Bloomberg’s success in implementing his budget plan depends largely on the cooperation of the union bureaucracies in forcing through the cuts on their members. The initial reaction of the United Federation of Teachers was less focused on the cuts themselves than on Bloomberg breaking protocol by going public with his demands, before the United Federation of Teachers (UFT) leadership had a chance to adapt.

“We’re at the beginning of a budget process, and to be negotiating in the media is not something we’re going to do,” Michael Mulgrew, head of the UFT, said. “The UFT has a history of working with elected officials to find new revenues and to minimize the damage of budget cuts to schools and children.”

Anticipating opposition among rank-and-file workers as well as residents, the mayor and his supporters issued hypocritical calls for shared sacrifice. However, Bloomberg excludes the wealthy straightaway from this sacrifice.

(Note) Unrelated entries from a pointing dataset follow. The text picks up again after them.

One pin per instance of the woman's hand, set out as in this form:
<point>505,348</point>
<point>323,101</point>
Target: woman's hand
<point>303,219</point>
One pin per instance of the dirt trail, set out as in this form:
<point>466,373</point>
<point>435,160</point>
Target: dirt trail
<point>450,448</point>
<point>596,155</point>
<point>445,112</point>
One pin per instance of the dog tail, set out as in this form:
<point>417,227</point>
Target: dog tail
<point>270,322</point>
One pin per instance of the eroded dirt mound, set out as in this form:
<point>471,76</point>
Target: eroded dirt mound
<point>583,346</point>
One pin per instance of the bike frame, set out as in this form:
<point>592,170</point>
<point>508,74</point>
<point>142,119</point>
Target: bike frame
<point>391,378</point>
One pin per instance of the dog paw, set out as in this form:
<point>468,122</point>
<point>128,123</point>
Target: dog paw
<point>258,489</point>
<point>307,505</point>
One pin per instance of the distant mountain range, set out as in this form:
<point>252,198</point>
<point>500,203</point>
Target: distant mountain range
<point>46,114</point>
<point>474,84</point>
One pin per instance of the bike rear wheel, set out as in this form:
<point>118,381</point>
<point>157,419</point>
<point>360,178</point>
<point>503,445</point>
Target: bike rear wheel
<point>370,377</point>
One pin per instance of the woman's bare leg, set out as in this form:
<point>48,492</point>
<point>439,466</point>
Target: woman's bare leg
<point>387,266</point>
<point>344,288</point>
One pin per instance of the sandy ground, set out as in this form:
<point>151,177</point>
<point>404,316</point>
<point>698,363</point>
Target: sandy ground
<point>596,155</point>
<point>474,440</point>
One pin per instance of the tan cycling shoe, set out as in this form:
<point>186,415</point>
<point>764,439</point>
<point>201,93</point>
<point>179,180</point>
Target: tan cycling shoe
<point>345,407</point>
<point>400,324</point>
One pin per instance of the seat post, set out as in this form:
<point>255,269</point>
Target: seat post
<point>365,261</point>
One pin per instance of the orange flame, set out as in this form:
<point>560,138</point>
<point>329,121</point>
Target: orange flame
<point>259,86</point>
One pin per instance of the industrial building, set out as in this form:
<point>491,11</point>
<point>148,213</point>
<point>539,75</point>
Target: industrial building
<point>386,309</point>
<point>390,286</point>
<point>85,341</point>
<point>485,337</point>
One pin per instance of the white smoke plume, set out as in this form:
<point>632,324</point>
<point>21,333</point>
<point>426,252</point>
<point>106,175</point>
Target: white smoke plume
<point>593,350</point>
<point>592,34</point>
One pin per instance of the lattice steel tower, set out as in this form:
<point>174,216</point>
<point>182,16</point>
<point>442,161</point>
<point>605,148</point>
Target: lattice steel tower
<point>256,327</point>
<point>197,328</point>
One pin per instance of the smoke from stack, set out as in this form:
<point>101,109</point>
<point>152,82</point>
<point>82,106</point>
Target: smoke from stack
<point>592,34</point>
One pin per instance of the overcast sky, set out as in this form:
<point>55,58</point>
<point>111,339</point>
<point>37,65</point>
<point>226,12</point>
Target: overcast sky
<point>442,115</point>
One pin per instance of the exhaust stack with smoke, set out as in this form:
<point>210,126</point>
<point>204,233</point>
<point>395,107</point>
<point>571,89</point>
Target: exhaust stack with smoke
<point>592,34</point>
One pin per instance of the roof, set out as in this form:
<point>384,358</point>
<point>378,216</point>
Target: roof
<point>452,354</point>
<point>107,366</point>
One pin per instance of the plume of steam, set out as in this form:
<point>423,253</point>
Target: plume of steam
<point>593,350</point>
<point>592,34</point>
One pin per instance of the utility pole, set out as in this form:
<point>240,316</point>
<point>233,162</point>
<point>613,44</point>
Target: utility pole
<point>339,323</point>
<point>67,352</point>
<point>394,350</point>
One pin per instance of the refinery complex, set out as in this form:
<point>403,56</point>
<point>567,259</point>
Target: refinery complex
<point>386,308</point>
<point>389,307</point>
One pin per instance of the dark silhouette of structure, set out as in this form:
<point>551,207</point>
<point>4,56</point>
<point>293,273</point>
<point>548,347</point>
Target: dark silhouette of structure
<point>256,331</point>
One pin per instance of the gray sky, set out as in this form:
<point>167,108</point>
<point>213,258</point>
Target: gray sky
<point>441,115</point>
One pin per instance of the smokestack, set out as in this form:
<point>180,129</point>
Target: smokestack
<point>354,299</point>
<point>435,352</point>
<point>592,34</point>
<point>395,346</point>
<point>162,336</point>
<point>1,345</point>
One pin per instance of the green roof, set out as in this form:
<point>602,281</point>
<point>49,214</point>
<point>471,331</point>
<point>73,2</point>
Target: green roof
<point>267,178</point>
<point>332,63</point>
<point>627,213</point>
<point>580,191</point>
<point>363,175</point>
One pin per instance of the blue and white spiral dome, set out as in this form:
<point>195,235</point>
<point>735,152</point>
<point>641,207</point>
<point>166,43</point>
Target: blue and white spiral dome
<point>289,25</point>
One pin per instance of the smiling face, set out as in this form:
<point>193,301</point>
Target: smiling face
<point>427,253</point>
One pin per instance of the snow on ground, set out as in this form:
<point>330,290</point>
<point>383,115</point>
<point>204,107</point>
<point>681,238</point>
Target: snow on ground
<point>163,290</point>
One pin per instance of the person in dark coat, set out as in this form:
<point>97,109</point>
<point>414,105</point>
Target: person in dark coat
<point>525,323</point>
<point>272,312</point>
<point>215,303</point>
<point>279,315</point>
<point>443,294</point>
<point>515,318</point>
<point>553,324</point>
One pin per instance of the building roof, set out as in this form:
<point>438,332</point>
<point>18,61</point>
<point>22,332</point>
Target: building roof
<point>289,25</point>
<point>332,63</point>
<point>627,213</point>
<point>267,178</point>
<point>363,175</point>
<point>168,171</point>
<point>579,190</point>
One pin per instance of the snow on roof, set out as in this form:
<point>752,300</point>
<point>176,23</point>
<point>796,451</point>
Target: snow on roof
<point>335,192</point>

As he explained, “The bottom line is that the concentration of taxpayers in this city is so great that a very small number [of high-income earners], if they were to feel that they just didn’t have a future here, they just couldn’t afford to stay here and they left, it would be devastating to us.”

Bloomberg’s remarks typify the vast gulf that exists between the working masses in New York City and the wealthy elite. While Bloomberg sympathizes with his fellow billionaires over how expensive the city is for them, somehow more than 1.5 million residents manage to survive below the poverty line, with millions more not much better off.

New York City’s budget problems could drastically worsen if New York State’s Democratic Governor David Paterson follows through on his proposal to cut off approximately $1.3 billion in education and other state aid to the city. The state is grappling with its own $8 billion deficit, which is set to increase to $14 billion next year.

If the state ultimately decides to withhold the funds, Bloomberg promised to slash city spending accordingly, resulting in the laying off of 19,000 employees, of which 8,500 would be teachers. Other cuts would include the shutting down of 42 fire engine companies, reduced refuse collection and street cleaning, the elimination day care vouchers for 6,000 low-income residents, and the closing of 500 soup kitchens, 15 senior centers and all city recreation centers.

While there is still considerable uncertainty about the final details of the budgets—the state has until the end of March to finalize its budget, and the city until June—the measures being planned represent a drastic attack on the living standards of broad sections of the population. And these attacks will continue. Even if the budget cuts outlined in this proposal are carried out, New York City will still face budget gaps of over $3 billion for 2012 and beyond.